Les prix du carburant étant alignés sur les prix du marché international, les pays qui subventionnent leur carburant exposent leurs économies à des pertes en raison de la vente de combustibles à bas prix dans des pays voisins. En Philippine par exemple, la contrebande de carburant occasionne un coût d’opportunité qui se chiffre à 750 millions de dollars de recettes fiscales, avec des carburants frelatés qui se retrouvent dans la chaîne d’approvisionnement. Dans le même ordre, d’autres pays asiatiques qui subventionnent le carburant tels que l’Indonésie, la Malaisie et le Bangladesh enregistrent des pertes lorsque leurs carburants subventionnés sont clandestinement introduits dans des pays qui facturent le carburant aux prix du marché international (TGB, 2015). Une conséquence de cette situation est que beaucoup de citoyens qui résident dans ces pays affectés paient les prix les plus élevés pour des produits pétroliers dont la qualité et l’accessibilité ne sont pas garanties.
Les gouvernements ont mis en place des programmes complets de marquage des carburants en se servant de marqueurs moléculaires et de systèmes de gestion perfectionnés. Ces programmes permettent notamment aux gouvernements de réduire l’évasion fiscale et les subventions, de minimiser les pertes fiscales et de générer des revenus. Les programmes de marquage de carburant comprennent un certain nombre de composantes, notamment les méthodes de marquage des carburants, la sécurité dans la chaîne d’approvisionnement, les essais en laboratoire, l’échantillonnage et les essais sur le terrain et l’analyse des données. La prévention de la fraude sur les carburants profite au gouvernement à travers l’augmentation des revenus fiscaux et des revenus de ventes provenant de l’augmentation des volumes de carburant officiel. De même, il en résulte une plus grande transparence et des données améliorées pour aider au contrôle du carburant national.
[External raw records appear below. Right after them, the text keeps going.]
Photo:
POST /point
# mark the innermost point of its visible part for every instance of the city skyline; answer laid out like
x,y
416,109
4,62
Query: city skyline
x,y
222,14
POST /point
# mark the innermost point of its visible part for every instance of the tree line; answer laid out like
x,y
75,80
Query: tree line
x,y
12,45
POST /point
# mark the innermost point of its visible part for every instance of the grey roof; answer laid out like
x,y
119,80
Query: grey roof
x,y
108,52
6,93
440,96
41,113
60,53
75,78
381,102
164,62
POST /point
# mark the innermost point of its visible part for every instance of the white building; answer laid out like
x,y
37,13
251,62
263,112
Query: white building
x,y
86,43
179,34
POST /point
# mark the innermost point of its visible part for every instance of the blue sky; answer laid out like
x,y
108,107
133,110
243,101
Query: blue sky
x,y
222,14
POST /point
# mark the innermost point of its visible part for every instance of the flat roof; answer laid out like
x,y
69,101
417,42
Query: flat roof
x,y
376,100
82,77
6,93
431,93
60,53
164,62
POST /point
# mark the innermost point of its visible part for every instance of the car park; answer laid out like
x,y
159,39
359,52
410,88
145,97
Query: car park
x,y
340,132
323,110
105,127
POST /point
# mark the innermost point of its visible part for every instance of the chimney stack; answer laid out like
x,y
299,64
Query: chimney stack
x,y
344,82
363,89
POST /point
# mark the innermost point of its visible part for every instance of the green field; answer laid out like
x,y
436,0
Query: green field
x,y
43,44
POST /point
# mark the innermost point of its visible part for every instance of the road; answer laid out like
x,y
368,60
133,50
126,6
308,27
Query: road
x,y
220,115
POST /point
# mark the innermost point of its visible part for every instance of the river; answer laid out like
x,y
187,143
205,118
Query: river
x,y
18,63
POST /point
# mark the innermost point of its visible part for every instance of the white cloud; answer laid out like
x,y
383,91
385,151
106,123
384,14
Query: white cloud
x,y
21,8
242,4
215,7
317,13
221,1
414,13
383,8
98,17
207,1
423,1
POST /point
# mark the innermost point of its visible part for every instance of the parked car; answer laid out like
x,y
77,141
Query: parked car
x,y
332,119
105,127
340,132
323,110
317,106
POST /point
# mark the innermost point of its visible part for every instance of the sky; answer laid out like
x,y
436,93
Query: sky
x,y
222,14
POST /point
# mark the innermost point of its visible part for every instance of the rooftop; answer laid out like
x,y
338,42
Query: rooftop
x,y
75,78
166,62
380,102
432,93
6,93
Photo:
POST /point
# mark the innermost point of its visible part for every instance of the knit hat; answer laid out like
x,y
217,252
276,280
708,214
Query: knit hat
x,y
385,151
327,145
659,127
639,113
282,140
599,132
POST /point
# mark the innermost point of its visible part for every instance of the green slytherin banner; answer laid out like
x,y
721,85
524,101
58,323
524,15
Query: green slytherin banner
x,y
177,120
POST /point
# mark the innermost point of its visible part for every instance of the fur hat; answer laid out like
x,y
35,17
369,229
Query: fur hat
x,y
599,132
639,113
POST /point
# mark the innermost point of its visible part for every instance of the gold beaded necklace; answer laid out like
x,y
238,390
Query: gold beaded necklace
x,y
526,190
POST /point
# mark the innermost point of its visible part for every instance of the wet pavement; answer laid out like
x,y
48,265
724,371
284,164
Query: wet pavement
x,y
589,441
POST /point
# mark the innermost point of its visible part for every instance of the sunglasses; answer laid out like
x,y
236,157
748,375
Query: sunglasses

Le marquage de carburant dans d’autres pays
La Tanzanie par exemple importe 100% de ses produits pétroliers grâce à un système d’approvisionnement en gros (NTRC, 2016), ce qui lui permet de surveiller efficacement le degré de détérioration des produits pétroliers dû à l’adultération et de garantir une récupération rapide des recettes fiscales sur les produits. Le programme de marquage des carburants a été adopté en 2010 et a considérablement réduit la fréquence des adultérations de carburant en Tanzanie, passant de 78% en 2007 à moins de 5% en 2015 (EWURA, 2015). Les avantages de la mise en œuvre d’un système de marquage du carburant sont également visibles dans le cas de la Serbie. En Serbie, l’adultération du carburant avait entraîné une perte annuelle de plus de 40 millions d’euros (NTRC, 2016). En 2013, le ministère de l’énergie, du développement et de la protection de l’environnement mit en place un système de marquage des carburants. La mise en œuvre du système entraîna une augmentation des ventes de diesel et d’essence de respectivement 18% et 14% et un retour sur investissement, 6 à 7 fois plus élevé. En dépit du fait que le pays était confronté à plusieurs défis économiques et à des inondations désastreuses au moment de l’introduction de la technologie, le système de marquage des carburants était toujours couronné de succès.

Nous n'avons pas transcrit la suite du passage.